An administrative lie, repeated, normalized, protected by stamps and uniforms. A lie that does not simply state the false: it forces everyone to behave as if the false were true. This is where Chernobyl speaks to our informational present, to organized doubt, to alternative versions, to the difficulty of establishing a shared reality. It is no coincidence that today we often speak of digital gaslighting: information environments in which the very perception of reality is distorted.
At Chernobyl, something similar happened, but in analog and state form: physical reality screamed, power whispered. Dosimeters showed absurd values, authorities minimized. Particles traveled, words stood still. And when words stand still while reality moves, reality arrives anyway. Only later. And at a higher cost.
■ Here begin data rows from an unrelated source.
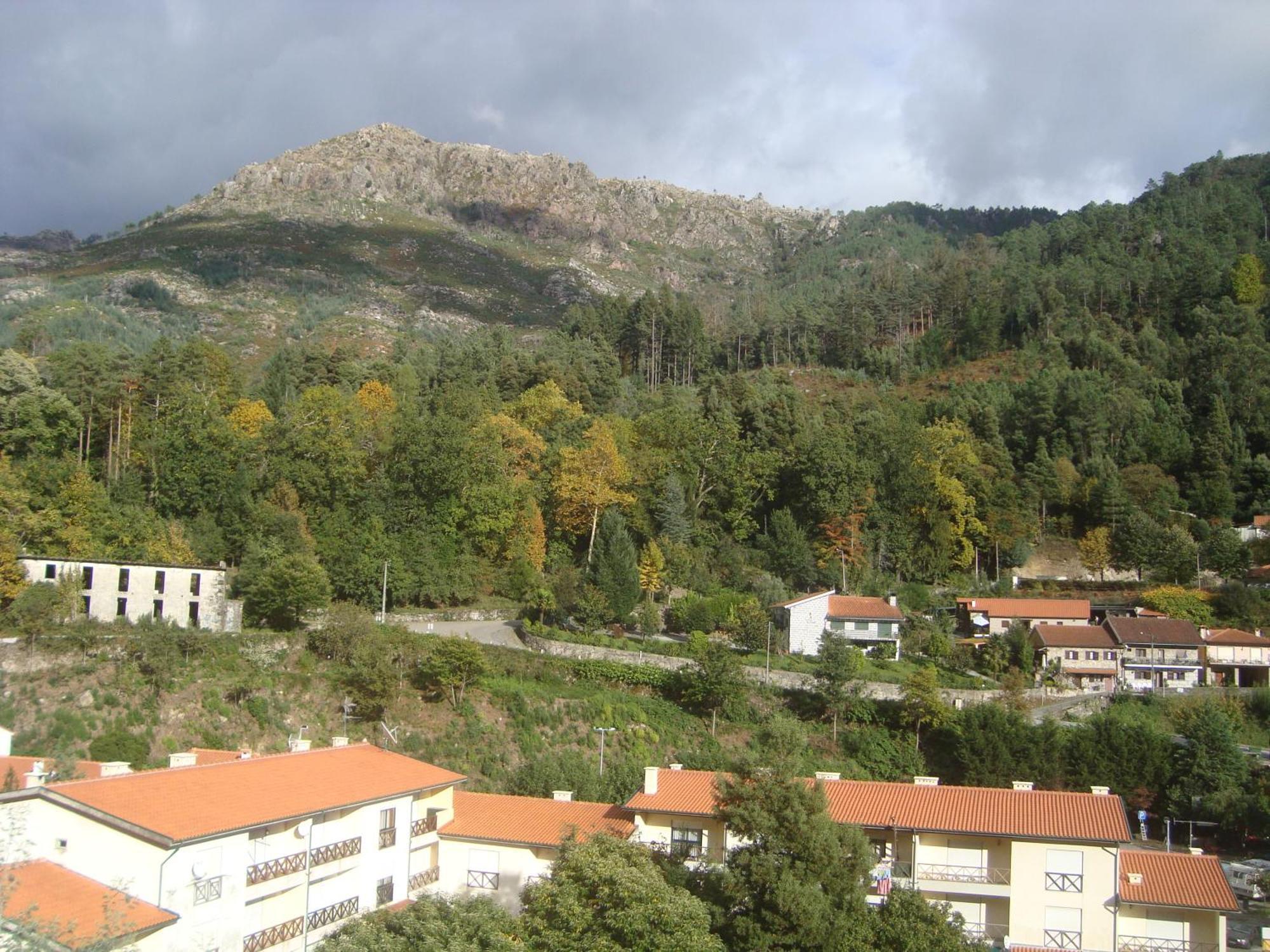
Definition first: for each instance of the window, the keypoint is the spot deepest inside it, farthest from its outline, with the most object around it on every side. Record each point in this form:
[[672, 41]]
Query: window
[[1065, 870], [688, 842], [388, 828], [483, 869], [384, 892]]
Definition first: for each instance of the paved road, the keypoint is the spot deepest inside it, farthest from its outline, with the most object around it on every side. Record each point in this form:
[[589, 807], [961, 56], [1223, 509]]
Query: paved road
[[502, 634]]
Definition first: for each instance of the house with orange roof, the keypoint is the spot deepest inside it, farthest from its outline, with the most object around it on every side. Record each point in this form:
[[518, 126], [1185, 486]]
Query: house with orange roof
[[1024, 868], [868, 623], [497, 845], [1238, 659], [260, 854], [981, 618]]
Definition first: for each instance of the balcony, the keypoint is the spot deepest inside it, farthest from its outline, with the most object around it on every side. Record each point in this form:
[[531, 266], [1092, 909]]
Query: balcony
[[965, 874], [336, 851], [425, 878], [1065, 883], [1062, 939], [482, 882], [274, 869], [1141, 944]]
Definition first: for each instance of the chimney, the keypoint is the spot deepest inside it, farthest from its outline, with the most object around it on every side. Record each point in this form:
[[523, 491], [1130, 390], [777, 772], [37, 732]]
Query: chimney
[[37, 776], [651, 780]]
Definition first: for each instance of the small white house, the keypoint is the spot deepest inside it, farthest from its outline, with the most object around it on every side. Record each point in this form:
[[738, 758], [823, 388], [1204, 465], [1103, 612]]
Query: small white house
[[864, 621], [187, 596]]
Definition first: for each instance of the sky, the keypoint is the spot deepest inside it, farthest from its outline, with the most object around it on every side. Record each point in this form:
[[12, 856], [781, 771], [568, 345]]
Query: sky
[[110, 111]]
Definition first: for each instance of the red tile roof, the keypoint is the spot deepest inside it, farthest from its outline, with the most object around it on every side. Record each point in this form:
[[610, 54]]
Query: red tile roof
[[205, 800], [1074, 609], [972, 810], [1154, 631], [533, 821], [22, 766], [1175, 880], [1234, 637], [1074, 637], [863, 607], [72, 909]]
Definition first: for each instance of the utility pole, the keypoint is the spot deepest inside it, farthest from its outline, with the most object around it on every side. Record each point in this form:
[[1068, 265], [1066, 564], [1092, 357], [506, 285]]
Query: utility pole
[[603, 732], [384, 596]]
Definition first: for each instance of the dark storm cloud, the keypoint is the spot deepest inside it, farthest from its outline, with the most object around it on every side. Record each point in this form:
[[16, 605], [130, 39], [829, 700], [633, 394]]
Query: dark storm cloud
[[111, 111]]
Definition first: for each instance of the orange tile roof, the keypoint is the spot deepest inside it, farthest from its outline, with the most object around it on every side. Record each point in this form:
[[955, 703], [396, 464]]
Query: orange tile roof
[[1074, 637], [22, 766], [200, 802], [863, 607], [1036, 814], [1074, 609], [72, 909], [534, 822], [1234, 637], [1175, 880]]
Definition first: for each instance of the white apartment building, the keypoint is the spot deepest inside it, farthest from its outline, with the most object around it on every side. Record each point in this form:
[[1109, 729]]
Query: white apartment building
[[187, 596], [252, 855], [1026, 869]]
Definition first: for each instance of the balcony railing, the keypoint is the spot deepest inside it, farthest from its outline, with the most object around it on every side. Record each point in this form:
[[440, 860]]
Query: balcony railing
[[208, 890], [985, 932], [274, 869], [425, 878], [332, 915], [1062, 939], [274, 936], [1065, 883], [336, 851], [1141, 944], [963, 874]]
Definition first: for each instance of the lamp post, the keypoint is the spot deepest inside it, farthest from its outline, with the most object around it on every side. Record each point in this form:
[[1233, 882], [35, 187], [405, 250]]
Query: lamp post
[[603, 732]]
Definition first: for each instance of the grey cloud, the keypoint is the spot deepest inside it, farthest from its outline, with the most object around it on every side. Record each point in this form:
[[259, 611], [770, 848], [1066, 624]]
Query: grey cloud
[[112, 111]]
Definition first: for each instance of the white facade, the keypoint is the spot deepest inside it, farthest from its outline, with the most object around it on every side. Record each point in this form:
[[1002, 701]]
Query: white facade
[[186, 596]]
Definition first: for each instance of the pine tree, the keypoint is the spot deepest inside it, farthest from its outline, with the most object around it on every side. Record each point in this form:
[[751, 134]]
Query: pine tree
[[615, 569]]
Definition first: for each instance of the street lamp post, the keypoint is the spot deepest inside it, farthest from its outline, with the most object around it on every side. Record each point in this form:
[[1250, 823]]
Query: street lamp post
[[603, 732]]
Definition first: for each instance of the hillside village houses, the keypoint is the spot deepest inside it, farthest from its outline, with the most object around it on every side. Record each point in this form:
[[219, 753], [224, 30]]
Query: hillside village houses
[[275, 852], [186, 596]]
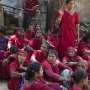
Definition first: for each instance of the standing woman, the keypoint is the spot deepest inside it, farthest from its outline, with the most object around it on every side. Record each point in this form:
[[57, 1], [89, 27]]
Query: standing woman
[[17, 69], [68, 21]]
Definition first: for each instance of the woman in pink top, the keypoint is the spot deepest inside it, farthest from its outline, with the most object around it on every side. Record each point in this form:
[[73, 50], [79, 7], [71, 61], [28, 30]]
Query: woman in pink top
[[80, 78], [68, 20]]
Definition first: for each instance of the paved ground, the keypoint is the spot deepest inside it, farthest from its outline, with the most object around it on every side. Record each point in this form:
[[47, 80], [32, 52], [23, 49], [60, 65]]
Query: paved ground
[[3, 84]]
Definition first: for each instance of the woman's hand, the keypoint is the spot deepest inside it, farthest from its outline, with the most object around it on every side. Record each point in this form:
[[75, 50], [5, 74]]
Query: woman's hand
[[34, 7], [22, 67], [12, 55], [61, 14], [63, 88]]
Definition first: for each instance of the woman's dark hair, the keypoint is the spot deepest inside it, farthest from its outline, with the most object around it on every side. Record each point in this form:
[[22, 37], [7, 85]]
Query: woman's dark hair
[[14, 49], [79, 74], [54, 51], [20, 28], [48, 45], [32, 69], [29, 25], [36, 25], [2, 31], [86, 37], [67, 1], [55, 31]]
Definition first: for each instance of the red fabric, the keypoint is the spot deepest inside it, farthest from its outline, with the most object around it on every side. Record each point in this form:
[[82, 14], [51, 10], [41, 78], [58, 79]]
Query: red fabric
[[29, 35], [35, 43], [75, 88], [14, 83], [39, 56], [6, 70], [38, 85], [45, 36], [52, 72], [68, 37], [83, 47], [29, 4], [53, 38], [68, 59], [52, 29], [0, 67], [16, 40]]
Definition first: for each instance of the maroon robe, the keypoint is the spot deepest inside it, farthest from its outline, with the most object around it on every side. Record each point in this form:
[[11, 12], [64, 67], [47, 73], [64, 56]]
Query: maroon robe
[[52, 72], [29, 35], [68, 29], [37, 85], [14, 83], [75, 88], [53, 38], [39, 56], [35, 44], [17, 40], [68, 59], [6, 70], [29, 4]]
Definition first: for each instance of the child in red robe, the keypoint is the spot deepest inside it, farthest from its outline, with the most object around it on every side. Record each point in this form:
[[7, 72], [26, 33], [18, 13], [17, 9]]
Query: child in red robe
[[35, 82], [17, 69], [54, 36], [29, 34], [37, 27], [71, 59], [35, 43], [17, 39], [40, 55], [9, 57], [53, 67], [80, 78]]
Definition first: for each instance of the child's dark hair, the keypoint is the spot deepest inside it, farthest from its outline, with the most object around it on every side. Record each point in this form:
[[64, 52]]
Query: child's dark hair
[[36, 25], [20, 29], [29, 25], [67, 1], [14, 49], [55, 31], [79, 74], [86, 37], [32, 69], [54, 51], [2, 31], [48, 45]]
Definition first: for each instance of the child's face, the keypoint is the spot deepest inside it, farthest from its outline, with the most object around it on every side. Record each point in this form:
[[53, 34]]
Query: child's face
[[21, 58], [30, 28], [82, 65], [38, 27], [85, 81], [52, 58], [21, 33], [40, 73], [38, 33], [70, 5], [71, 53], [44, 48]]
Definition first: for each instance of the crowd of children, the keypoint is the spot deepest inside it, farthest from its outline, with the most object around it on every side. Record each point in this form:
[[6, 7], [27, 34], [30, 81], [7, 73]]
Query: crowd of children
[[33, 60]]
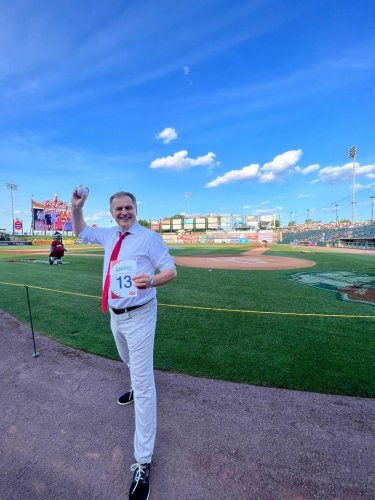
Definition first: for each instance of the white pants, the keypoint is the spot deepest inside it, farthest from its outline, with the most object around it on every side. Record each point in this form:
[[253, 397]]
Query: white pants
[[134, 334]]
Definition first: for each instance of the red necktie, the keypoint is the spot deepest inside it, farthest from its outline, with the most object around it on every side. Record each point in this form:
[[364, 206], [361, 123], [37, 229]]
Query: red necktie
[[114, 255]]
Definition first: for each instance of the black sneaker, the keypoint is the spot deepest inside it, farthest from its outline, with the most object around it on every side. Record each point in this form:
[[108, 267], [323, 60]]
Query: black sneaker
[[126, 398], [140, 487]]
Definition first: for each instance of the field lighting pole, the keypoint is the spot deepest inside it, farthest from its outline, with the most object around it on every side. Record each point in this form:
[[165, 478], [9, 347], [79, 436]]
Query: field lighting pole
[[353, 154], [188, 196], [12, 187]]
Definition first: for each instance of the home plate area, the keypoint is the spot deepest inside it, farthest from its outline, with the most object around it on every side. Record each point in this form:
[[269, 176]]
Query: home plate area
[[242, 262]]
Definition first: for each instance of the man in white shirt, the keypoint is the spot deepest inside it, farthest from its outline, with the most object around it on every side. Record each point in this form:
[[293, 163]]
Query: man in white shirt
[[132, 254]]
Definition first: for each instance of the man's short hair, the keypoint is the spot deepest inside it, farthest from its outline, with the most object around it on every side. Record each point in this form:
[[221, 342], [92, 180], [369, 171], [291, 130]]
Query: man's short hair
[[120, 194]]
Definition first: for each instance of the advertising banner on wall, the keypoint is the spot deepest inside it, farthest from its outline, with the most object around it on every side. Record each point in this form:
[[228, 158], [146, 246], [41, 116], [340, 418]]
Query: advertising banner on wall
[[50, 215], [189, 223], [177, 223], [265, 236], [155, 225]]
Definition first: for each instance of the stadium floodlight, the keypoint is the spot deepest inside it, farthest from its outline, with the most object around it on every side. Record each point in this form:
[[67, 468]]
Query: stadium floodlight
[[353, 154], [12, 187], [188, 196]]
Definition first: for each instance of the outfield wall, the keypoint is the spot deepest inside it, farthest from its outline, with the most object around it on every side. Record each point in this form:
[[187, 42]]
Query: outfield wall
[[230, 237], [350, 236]]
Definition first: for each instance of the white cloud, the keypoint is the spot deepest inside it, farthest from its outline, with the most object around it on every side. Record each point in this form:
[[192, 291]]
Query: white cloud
[[283, 162], [181, 161], [309, 169], [274, 170], [168, 135], [300, 196], [245, 174], [337, 174]]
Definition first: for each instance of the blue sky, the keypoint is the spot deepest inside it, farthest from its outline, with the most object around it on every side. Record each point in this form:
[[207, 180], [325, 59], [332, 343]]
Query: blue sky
[[250, 106]]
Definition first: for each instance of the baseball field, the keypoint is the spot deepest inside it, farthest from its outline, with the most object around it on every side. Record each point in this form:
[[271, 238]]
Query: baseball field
[[258, 325]]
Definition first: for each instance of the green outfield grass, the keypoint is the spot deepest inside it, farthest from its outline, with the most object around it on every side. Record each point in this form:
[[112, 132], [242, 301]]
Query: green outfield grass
[[313, 353]]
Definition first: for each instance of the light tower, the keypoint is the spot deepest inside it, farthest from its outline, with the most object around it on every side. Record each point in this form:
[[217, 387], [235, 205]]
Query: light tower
[[353, 154], [12, 187]]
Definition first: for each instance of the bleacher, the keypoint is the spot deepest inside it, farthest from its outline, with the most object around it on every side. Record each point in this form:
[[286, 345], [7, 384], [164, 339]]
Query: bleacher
[[339, 236]]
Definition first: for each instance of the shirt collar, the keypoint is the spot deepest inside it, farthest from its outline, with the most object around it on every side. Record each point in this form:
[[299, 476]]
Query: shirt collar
[[133, 229]]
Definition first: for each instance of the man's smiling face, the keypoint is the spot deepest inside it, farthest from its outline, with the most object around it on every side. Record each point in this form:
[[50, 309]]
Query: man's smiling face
[[124, 212]]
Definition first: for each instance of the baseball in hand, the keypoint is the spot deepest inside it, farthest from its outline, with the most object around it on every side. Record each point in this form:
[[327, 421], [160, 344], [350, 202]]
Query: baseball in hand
[[82, 191]]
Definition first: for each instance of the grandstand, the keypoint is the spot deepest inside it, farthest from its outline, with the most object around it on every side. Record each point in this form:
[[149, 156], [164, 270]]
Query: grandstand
[[346, 236]]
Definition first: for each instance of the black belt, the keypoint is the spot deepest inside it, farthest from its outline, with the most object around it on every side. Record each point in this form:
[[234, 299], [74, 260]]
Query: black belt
[[128, 309]]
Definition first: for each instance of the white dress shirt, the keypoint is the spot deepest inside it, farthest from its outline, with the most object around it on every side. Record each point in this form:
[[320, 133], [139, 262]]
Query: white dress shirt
[[143, 245]]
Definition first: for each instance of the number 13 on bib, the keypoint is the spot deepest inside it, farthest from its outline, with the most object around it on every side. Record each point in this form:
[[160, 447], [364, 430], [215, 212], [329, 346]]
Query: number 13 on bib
[[122, 272]]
The lesson of Chernobyl is not “nuclear yes” or “nuclear no,” a formula too small for such a large disaster. The lesson is that no technology is separate from the system that governs it. A plant can be designed by engineers, but it is managed by human organizations. And human organizations have ambitions, fears, careers, interests, hierarchies, silences.
Technology never fails alone. It fails inside a context. It fails when those who know stay silent. When those who decide do not listen. When those who must supervise depend on those who must be supervised. When political prestige matters more than safety. When truth becomes an operational nuisance.
Forty years later, Chernobyl remains there: half wound, half laboratory, half warning. Yes, those are three halves. But Chernobyl is exactly that: broken mathematics. A place where human time is not enough, public memory grows tired, and matter continues to do its job.
The problem is not only that a machine can explode. The problem is that a system can build around that explosion a dam of lies, procedures, reassurances and silences. Because the reactor, sooner or later, shuts down. The lie, instead, can stay switched on for decades.
And perhaps the most disturbing point is precisely this: that somewhere, among concrete, forests, archives and closed rooms, the ghost of someone may know the truth and still decide not to tell it.